Data Version Control (DVC)

Definition

Data Version Control (DVC) is an open-source tool that extends Git to track large files, datasets, and model artifacts that cannot be stored efficiently in a Git repository. While Git records every change to source code, DVC stores a small pointer file (.dvc) in the repository and pushes the actual data bytes to a configurable remote storage backend — S3, GCS, Azure Blob, SSH, or even a local directory.
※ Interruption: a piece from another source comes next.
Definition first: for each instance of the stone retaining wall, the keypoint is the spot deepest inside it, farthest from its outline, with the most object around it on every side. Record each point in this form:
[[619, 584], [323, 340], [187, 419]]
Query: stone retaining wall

This keeps the repository lightweight while preserving full reproducibility.

DVC goes beyond simple file versioning. It introduces the concept of pipelines — a DAG (Directed Acyclic Graph) of stages defined in a dvc.yaml file. Each stage specifies its command, its inputs (dependencies), and its outputs, so DVC can determine which stages need to re-run when inputs change. The result is a build system for ML: reproducible, incremental, and version-controlled alongside the code that produced it.

DVC integrates tightly with Git workflows. A dvc.lock file, committed to Git, captures the exact content hash of every input and output at the time a pipeline ran, so checking out a historical Git commit and running dvc pull restores the exact dataset and model artifacts that existed at that point in history.

How it works

Initializing a DVC repository

Running dvc init inside a Git repository creates a .dvc/ directory that holds DVC's configuration and local cache. DVC registers a .gitignore entry for the cache folder and adds a few small tracking files that must be committed to Git. From this point, dvc add <file> creates a .dvc pointer file for any large file — the actual bytes go into the local cache and are never committed to Git. This two-layer approach means the repository stays fast to clone while DVC manages the heavy assets separately.

Defining and running pipelines

A dvc.yaml file declares each pipeline stage with its command, input dependencies, and output artifacts. When you run dvc repro, DVC inspects the dependency graph, compares content hashes of all inputs against the dvc.lock snapshot, and re-runs only the stages whose inputs have changed. This is analogous to make but content-addressed rather than timestamp-based, so it is deterministic even across machines and CI runners. Pipelines can be parameterized via a params.yaml file, and DVC records which parameter values were used in each run.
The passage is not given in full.